El dispositivo de seguridad no se ha limitado a controlar las movilizaciones. Bajo la llamada “Operación Turquesa”, las autoridades han llevado a cabo un amplio plan de “limpieza” y reordenación urbana. Barrios humildes han sido ocultados tras vallas publicitarias, personas sin hogar y vendedores ambulantes han sido desplazados, y miles de animales callejeros han sido retirados de las calles para evitar una imagen incómoda ante las delegaciones internacionales.
Las restricciones también han afectado a la vida cotidiana. Se han suspendido clases, cerrado universidades y limitado actividades públicas en amplias zonas consideradas “sensibles”. Incluso instituciones con tradición crítica, como la Universidad Técnica de Oriente Medio, han sido desalojadas para evitar posibles focos de protesta.
La ola represiva, sin embargo, comenzó semanas antes.
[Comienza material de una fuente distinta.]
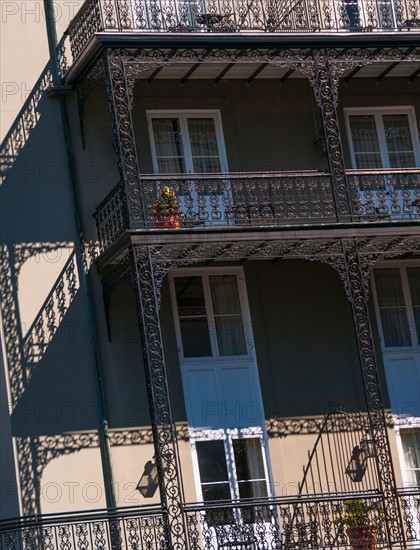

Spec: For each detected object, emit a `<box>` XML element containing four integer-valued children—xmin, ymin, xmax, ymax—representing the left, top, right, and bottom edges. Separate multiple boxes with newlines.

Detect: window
<box><xmin>374</xmin><ymin>266</ymin><xmax>420</xmax><ymax>348</ymax></box>
<box><xmin>195</xmin><ymin>434</ymin><xmax>268</xmax><ymax>501</ymax></box>
<box><xmin>345</xmin><ymin>107</ymin><xmax>420</xmax><ymax>170</ymax></box>
<box><xmin>173</xmin><ymin>273</ymin><xmax>248</xmax><ymax>358</ymax></box>
<box><xmin>400</xmin><ymin>429</ymin><xmax>420</xmax><ymax>486</ymax></box>
<box><xmin>147</xmin><ymin>111</ymin><xmax>227</xmax><ymax>174</ymax></box>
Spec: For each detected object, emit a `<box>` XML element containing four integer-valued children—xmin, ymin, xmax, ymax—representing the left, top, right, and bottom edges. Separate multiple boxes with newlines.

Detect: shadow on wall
<box><xmin>0</xmin><ymin>64</ymin><xmax>98</xmax><ymax>515</ymax></box>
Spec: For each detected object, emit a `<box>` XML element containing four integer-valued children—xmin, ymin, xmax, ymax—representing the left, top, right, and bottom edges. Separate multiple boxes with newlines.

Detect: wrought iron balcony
<box><xmin>0</xmin><ymin>487</ymin><xmax>420</xmax><ymax>550</ymax></box>
<box><xmin>68</xmin><ymin>0</ymin><xmax>420</xmax><ymax>66</ymax></box>
<box><xmin>95</xmin><ymin>169</ymin><xmax>420</xmax><ymax>251</ymax></box>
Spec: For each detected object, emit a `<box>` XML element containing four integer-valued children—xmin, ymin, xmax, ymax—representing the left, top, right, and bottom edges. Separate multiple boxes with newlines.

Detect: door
<box><xmin>148</xmin><ymin>111</ymin><xmax>231</xmax><ymax>225</ymax></box>
<box><xmin>170</xmin><ymin>267</ymin><xmax>271</xmax><ymax>526</ymax></box>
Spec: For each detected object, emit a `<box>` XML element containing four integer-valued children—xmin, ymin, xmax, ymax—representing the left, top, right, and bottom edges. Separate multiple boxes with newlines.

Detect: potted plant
<box><xmin>336</xmin><ymin>498</ymin><xmax>385</xmax><ymax>550</ymax></box>
<box><xmin>153</xmin><ymin>185</ymin><xmax>181</xmax><ymax>227</ymax></box>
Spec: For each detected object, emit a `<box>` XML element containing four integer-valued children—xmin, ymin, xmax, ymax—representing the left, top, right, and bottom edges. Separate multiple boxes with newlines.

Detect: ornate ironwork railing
<box><xmin>68</xmin><ymin>0</ymin><xmax>420</xmax><ymax>59</ymax></box>
<box><xmin>95</xmin><ymin>169</ymin><xmax>420</xmax><ymax>252</ymax></box>
<box><xmin>0</xmin><ymin>506</ymin><xmax>169</xmax><ymax>550</ymax></box>
<box><xmin>347</xmin><ymin>169</ymin><xmax>420</xmax><ymax>221</ymax></box>
<box><xmin>186</xmin><ymin>488</ymin><xmax>420</xmax><ymax>550</ymax></box>
<box><xmin>0</xmin><ymin>494</ymin><xmax>420</xmax><ymax>550</ymax></box>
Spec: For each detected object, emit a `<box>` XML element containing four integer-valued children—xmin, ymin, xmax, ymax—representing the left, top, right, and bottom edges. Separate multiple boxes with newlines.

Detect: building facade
<box><xmin>0</xmin><ymin>0</ymin><xmax>420</xmax><ymax>550</ymax></box>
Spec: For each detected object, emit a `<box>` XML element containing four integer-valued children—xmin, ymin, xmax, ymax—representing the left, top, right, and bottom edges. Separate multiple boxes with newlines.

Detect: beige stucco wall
<box><xmin>101</xmin><ymin>261</ymin><xmax>401</xmax><ymax>504</ymax></box>
<box><xmin>0</xmin><ymin>0</ymin><xmax>83</xmax><ymax>141</ymax></box>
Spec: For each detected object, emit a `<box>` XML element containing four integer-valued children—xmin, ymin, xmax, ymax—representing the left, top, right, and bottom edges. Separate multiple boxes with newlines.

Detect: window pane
<box><xmin>349</xmin><ymin>115</ymin><xmax>382</xmax><ymax>169</ymax></box>
<box><xmin>175</xmin><ymin>277</ymin><xmax>207</xmax><ymax>317</ymax></box>
<box><xmin>215</xmin><ymin>315</ymin><xmax>247</xmax><ymax>357</ymax></box>
<box><xmin>233</xmin><ymin>437</ymin><xmax>265</xmax><ymax>481</ymax></box>
<box><xmin>179</xmin><ymin>317</ymin><xmax>212</xmax><ymax>357</ymax></box>
<box><xmin>152</xmin><ymin>118</ymin><xmax>185</xmax><ymax>174</ymax></box>
<box><xmin>209</xmin><ymin>275</ymin><xmax>247</xmax><ymax>356</ymax></box>
<box><xmin>196</xmin><ymin>440</ymin><xmax>230</xmax><ymax>486</ymax></box>
<box><xmin>382</xmin><ymin>114</ymin><xmax>415</xmax><ymax>168</ymax></box>
<box><xmin>407</xmin><ymin>267</ymin><xmax>420</xmax><ymax>342</ymax></box>
<box><xmin>381</xmin><ymin>308</ymin><xmax>411</xmax><ymax>348</ymax></box>
<box><xmin>239</xmin><ymin>480</ymin><xmax>268</xmax><ymax>498</ymax></box>
<box><xmin>375</xmin><ymin>269</ymin><xmax>405</xmax><ymax>307</ymax></box>
<box><xmin>188</xmin><ymin>118</ymin><xmax>220</xmax><ymax>173</ymax></box>
<box><xmin>375</xmin><ymin>269</ymin><xmax>411</xmax><ymax>347</ymax></box>
<box><xmin>401</xmin><ymin>430</ymin><xmax>420</xmax><ymax>485</ymax></box>
<box><xmin>210</xmin><ymin>275</ymin><xmax>241</xmax><ymax>315</ymax></box>
<box><xmin>174</xmin><ymin>277</ymin><xmax>212</xmax><ymax>357</ymax></box>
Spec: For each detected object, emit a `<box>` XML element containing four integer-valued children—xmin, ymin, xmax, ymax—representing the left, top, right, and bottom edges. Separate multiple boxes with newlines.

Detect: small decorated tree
<box><xmin>153</xmin><ymin>185</ymin><xmax>181</xmax><ymax>227</ymax></box>
<box><xmin>336</xmin><ymin>498</ymin><xmax>385</xmax><ymax>550</ymax></box>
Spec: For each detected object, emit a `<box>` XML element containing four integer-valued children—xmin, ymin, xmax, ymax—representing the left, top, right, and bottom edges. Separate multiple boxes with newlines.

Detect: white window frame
<box><xmin>169</xmin><ymin>266</ymin><xmax>256</xmax><ymax>364</ymax></box>
<box><xmin>191</xmin><ymin>426</ymin><xmax>273</xmax><ymax>502</ymax></box>
<box><xmin>372</xmin><ymin>260</ymin><xmax>420</xmax><ymax>353</ymax></box>
<box><xmin>146</xmin><ymin>109</ymin><xmax>228</xmax><ymax>174</ymax></box>
<box><xmin>344</xmin><ymin>105</ymin><xmax>420</xmax><ymax>169</ymax></box>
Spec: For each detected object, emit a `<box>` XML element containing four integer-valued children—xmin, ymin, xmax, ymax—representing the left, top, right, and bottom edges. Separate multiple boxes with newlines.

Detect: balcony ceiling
<box><xmin>130</xmin><ymin>61</ymin><xmax>420</xmax><ymax>82</ymax></box>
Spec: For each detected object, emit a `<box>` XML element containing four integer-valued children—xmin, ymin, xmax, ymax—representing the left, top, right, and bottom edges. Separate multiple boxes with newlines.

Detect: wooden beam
<box><xmin>214</xmin><ymin>63</ymin><xmax>234</xmax><ymax>84</ymax></box>
<box><xmin>344</xmin><ymin>65</ymin><xmax>363</xmax><ymax>84</ymax></box>
<box><xmin>376</xmin><ymin>61</ymin><xmax>399</xmax><ymax>82</ymax></box>
<box><xmin>146</xmin><ymin>67</ymin><xmax>163</xmax><ymax>84</ymax></box>
<box><xmin>280</xmin><ymin>69</ymin><xmax>295</xmax><ymax>84</ymax></box>
<box><xmin>246</xmin><ymin>63</ymin><xmax>268</xmax><ymax>85</ymax></box>
<box><xmin>408</xmin><ymin>67</ymin><xmax>420</xmax><ymax>82</ymax></box>
<box><xmin>181</xmin><ymin>63</ymin><xmax>201</xmax><ymax>84</ymax></box>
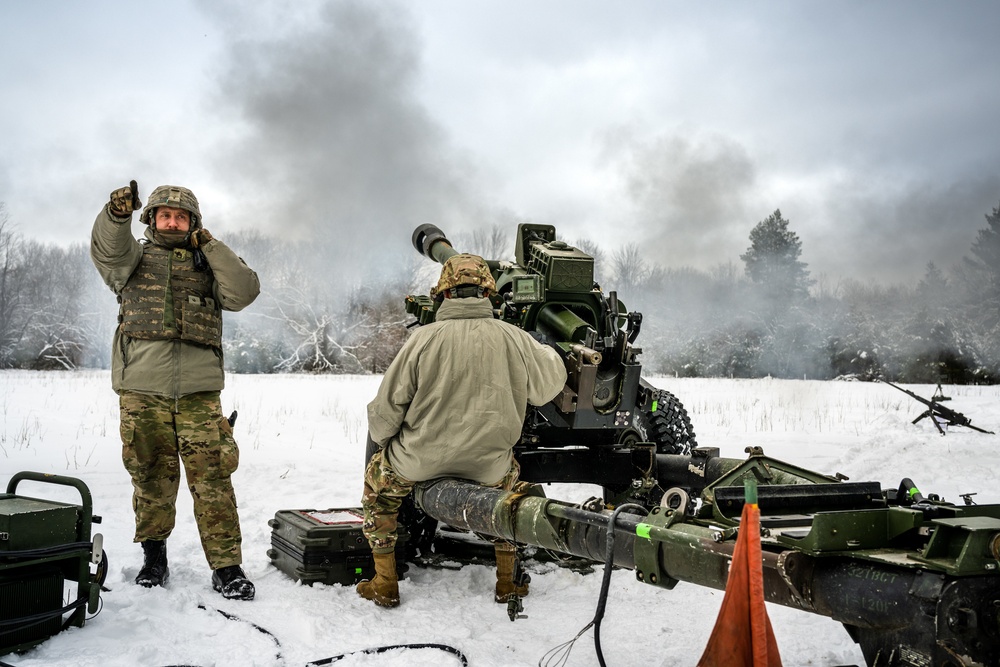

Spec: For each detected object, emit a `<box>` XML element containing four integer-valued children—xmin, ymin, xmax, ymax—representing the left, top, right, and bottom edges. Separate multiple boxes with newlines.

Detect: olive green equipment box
<box><xmin>267</xmin><ymin>507</ymin><xmax>409</xmax><ymax>586</ymax></box>
<box><xmin>0</xmin><ymin>472</ymin><xmax>108</xmax><ymax>655</ymax></box>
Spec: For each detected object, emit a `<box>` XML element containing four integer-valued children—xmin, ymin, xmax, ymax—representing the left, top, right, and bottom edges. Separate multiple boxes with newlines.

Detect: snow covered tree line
<box><xmin>0</xmin><ymin>203</ymin><xmax>1000</xmax><ymax>383</ymax></box>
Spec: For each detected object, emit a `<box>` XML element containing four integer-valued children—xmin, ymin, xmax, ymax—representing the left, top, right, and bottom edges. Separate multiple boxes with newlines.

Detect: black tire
<box><xmin>365</xmin><ymin>435</ymin><xmax>437</xmax><ymax>561</ymax></box>
<box><xmin>633</xmin><ymin>388</ymin><xmax>698</xmax><ymax>454</ymax></box>
<box><xmin>604</xmin><ymin>380</ymin><xmax>698</xmax><ymax>505</ymax></box>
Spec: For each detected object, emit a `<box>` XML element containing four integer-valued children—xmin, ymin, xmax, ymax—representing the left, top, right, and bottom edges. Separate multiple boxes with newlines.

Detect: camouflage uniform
<box><xmin>90</xmin><ymin>186</ymin><xmax>260</xmax><ymax>570</ymax></box>
<box><xmin>361</xmin><ymin>450</ymin><xmax>521</xmax><ymax>553</ymax></box>
<box><xmin>119</xmin><ymin>391</ymin><xmax>243</xmax><ymax>570</ymax></box>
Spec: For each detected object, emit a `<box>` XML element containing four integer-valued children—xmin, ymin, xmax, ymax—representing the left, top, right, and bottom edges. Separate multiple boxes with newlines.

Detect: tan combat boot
<box><xmin>357</xmin><ymin>551</ymin><xmax>399</xmax><ymax>607</ymax></box>
<box><xmin>493</xmin><ymin>543</ymin><xmax>528</xmax><ymax>604</ymax></box>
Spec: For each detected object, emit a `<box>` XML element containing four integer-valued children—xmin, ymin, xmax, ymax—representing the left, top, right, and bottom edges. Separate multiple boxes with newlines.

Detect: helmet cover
<box><xmin>431</xmin><ymin>253</ymin><xmax>497</xmax><ymax>298</ymax></box>
<box><xmin>139</xmin><ymin>185</ymin><xmax>201</xmax><ymax>229</ymax></box>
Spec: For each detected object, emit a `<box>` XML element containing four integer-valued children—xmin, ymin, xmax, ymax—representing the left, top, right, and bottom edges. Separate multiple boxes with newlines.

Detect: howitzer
<box><xmin>398</xmin><ymin>224</ymin><xmax>696</xmax><ymax>506</ymax></box>
<box><xmin>880</xmin><ymin>380</ymin><xmax>995</xmax><ymax>435</ymax></box>
<box><xmin>415</xmin><ymin>448</ymin><xmax>1000</xmax><ymax>667</ymax></box>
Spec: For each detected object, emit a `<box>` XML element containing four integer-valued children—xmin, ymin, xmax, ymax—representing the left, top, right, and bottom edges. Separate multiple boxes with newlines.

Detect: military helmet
<box><xmin>431</xmin><ymin>253</ymin><xmax>497</xmax><ymax>299</ymax></box>
<box><xmin>139</xmin><ymin>185</ymin><xmax>201</xmax><ymax>229</ymax></box>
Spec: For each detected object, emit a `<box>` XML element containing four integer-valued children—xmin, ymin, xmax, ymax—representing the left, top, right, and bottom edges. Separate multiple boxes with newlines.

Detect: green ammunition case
<box><xmin>267</xmin><ymin>507</ymin><xmax>409</xmax><ymax>586</ymax></box>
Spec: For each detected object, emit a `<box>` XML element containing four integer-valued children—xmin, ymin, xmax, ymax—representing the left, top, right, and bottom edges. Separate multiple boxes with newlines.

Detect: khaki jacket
<box><xmin>368</xmin><ymin>298</ymin><xmax>566</xmax><ymax>484</ymax></box>
<box><xmin>90</xmin><ymin>206</ymin><xmax>260</xmax><ymax>398</ymax></box>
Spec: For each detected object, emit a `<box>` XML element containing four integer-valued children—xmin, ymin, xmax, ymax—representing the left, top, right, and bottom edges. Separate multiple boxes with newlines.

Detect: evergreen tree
<box><xmin>740</xmin><ymin>209</ymin><xmax>813</xmax><ymax>298</ymax></box>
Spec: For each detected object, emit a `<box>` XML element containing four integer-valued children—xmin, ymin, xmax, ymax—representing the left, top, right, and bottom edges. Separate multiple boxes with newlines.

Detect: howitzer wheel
<box><xmin>619</xmin><ymin>381</ymin><xmax>698</xmax><ymax>454</ymax></box>
<box><xmin>603</xmin><ymin>380</ymin><xmax>698</xmax><ymax>505</ymax></box>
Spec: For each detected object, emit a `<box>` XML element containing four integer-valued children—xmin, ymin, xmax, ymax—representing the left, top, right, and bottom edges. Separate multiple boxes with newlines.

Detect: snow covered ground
<box><xmin>0</xmin><ymin>371</ymin><xmax>1000</xmax><ymax>667</ymax></box>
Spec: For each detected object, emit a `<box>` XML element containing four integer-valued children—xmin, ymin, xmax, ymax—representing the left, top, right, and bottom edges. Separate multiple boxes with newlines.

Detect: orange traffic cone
<box><xmin>698</xmin><ymin>478</ymin><xmax>781</xmax><ymax>667</ymax></box>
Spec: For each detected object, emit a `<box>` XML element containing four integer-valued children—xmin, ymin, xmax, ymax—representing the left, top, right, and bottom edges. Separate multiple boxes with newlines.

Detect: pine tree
<box><xmin>740</xmin><ymin>209</ymin><xmax>813</xmax><ymax>298</ymax></box>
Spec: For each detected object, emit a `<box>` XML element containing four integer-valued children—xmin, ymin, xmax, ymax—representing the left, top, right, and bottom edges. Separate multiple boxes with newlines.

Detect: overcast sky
<box><xmin>0</xmin><ymin>0</ymin><xmax>1000</xmax><ymax>282</ymax></box>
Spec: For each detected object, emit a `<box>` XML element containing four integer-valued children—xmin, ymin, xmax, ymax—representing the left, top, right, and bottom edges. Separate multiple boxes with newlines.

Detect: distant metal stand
<box><xmin>879</xmin><ymin>380</ymin><xmax>996</xmax><ymax>435</ymax></box>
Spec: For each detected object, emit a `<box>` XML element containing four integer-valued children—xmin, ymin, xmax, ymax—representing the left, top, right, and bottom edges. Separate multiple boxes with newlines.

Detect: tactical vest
<box><xmin>118</xmin><ymin>244</ymin><xmax>222</xmax><ymax>348</ymax></box>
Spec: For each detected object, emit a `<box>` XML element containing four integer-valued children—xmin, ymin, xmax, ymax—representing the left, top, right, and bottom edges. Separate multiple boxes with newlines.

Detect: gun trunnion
<box><xmin>404</xmin><ymin>223</ymin><xmax>697</xmax><ymax>506</ymax></box>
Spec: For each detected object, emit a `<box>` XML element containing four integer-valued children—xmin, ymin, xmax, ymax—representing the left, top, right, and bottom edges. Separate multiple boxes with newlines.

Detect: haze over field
<box><xmin>0</xmin><ymin>371</ymin><xmax>1000</xmax><ymax>667</ymax></box>
<box><xmin>0</xmin><ymin>0</ymin><xmax>1000</xmax><ymax>281</ymax></box>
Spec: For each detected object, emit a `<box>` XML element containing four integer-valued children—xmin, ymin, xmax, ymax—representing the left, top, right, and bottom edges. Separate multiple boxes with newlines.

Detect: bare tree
<box><xmin>611</xmin><ymin>243</ymin><xmax>652</xmax><ymax>294</ymax></box>
<box><xmin>0</xmin><ymin>202</ymin><xmax>25</xmax><ymax>368</ymax></box>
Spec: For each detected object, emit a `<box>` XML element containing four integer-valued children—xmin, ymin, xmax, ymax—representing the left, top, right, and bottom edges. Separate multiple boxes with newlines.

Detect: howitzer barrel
<box><xmin>415</xmin><ymin>479</ymin><xmax>1000</xmax><ymax>667</ymax></box>
<box><xmin>411</xmin><ymin>223</ymin><xmax>458</xmax><ymax>264</ymax></box>
<box><xmin>537</xmin><ymin>306</ymin><xmax>593</xmax><ymax>343</ymax></box>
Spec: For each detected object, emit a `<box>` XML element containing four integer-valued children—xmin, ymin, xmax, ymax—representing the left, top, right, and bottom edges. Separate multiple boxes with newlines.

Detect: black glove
<box><xmin>191</xmin><ymin>228</ymin><xmax>215</xmax><ymax>248</ymax></box>
<box><xmin>108</xmin><ymin>181</ymin><xmax>142</xmax><ymax>218</ymax></box>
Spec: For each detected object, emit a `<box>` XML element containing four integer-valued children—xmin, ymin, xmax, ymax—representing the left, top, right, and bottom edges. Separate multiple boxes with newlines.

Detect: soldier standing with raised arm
<box><xmin>90</xmin><ymin>181</ymin><xmax>260</xmax><ymax>600</ymax></box>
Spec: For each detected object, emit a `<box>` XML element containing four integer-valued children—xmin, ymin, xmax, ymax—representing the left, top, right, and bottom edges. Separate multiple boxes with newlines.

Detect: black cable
<box><xmin>592</xmin><ymin>503</ymin><xmax>646</xmax><ymax>667</ymax></box>
<box><xmin>538</xmin><ymin>503</ymin><xmax>646</xmax><ymax>667</ymax></box>
<box><xmin>0</xmin><ymin>542</ymin><xmax>94</xmax><ymax>560</ymax></box>
<box><xmin>306</xmin><ymin>644</ymin><xmax>469</xmax><ymax>667</ymax></box>
<box><xmin>0</xmin><ymin>598</ymin><xmax>87</xmax><ymax>635</ymax></box>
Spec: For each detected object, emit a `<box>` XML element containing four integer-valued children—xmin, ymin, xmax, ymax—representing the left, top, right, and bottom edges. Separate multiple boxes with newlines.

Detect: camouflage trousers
<box><xmin>119</xmin><ymin>391</ymin><xmax>243</xmax><ymax>570</ymax></box>
<box><xmin>361</xmin><ymin>449</ymin><xmax>521</xmax><ymax>553</ymax></box>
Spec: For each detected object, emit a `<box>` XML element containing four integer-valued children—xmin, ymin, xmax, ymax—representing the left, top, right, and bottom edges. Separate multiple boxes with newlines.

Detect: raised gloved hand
<box><xmin>108</xmin><ymin>181</ymin><xmax>142</xmax><ymax>218</ymax></box>
<box><xmin>191</xmin><ymin>228</ymin><xmax>214</xmax><ymax>248</ymax></box>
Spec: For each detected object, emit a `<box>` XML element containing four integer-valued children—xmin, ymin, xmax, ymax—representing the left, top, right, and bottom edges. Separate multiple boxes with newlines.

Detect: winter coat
<box><xmin>368</xmin><ymin>298</ymin><xmax>566</xmax><ymax>484</ymax></box>
<box><xmin>90</xmin><ymin>206</ymin><xmax>260</xmax><ymax>398</ymax></box>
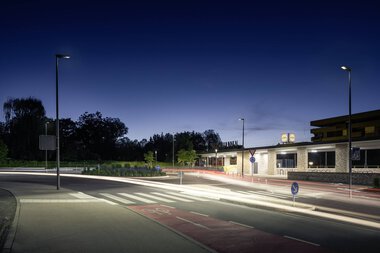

Desde finales de junio, redadas policiales han dejado cientos de detenidos en distintas ciudades del país, incluyendo activistas medioambientales, miembros del colectivo LGBTIAQ+, académicos y representantes políticos de izquierdas. Muchos de ellos han sido acusados de vínculos con organizaciones consideradas “terroristas” por el Gobierno.
Mientras tanto, el secretario general de la OTAN, Mark Rutte, defendía el valor de la democracia, incluyendo el derecho a la protesta, en unas declaraciones que contrastan con la realidad vivida en las calles de Ankara.
Este escenario pone en evidencia la creciente contradicción entre los discursos oficiales sobre libertad y la represión efectiva de la disidencia, en un contexto donde Turquía busca reforzar su papel estratégico dentro de la Alianza y mejorar sus relaciones internacionales.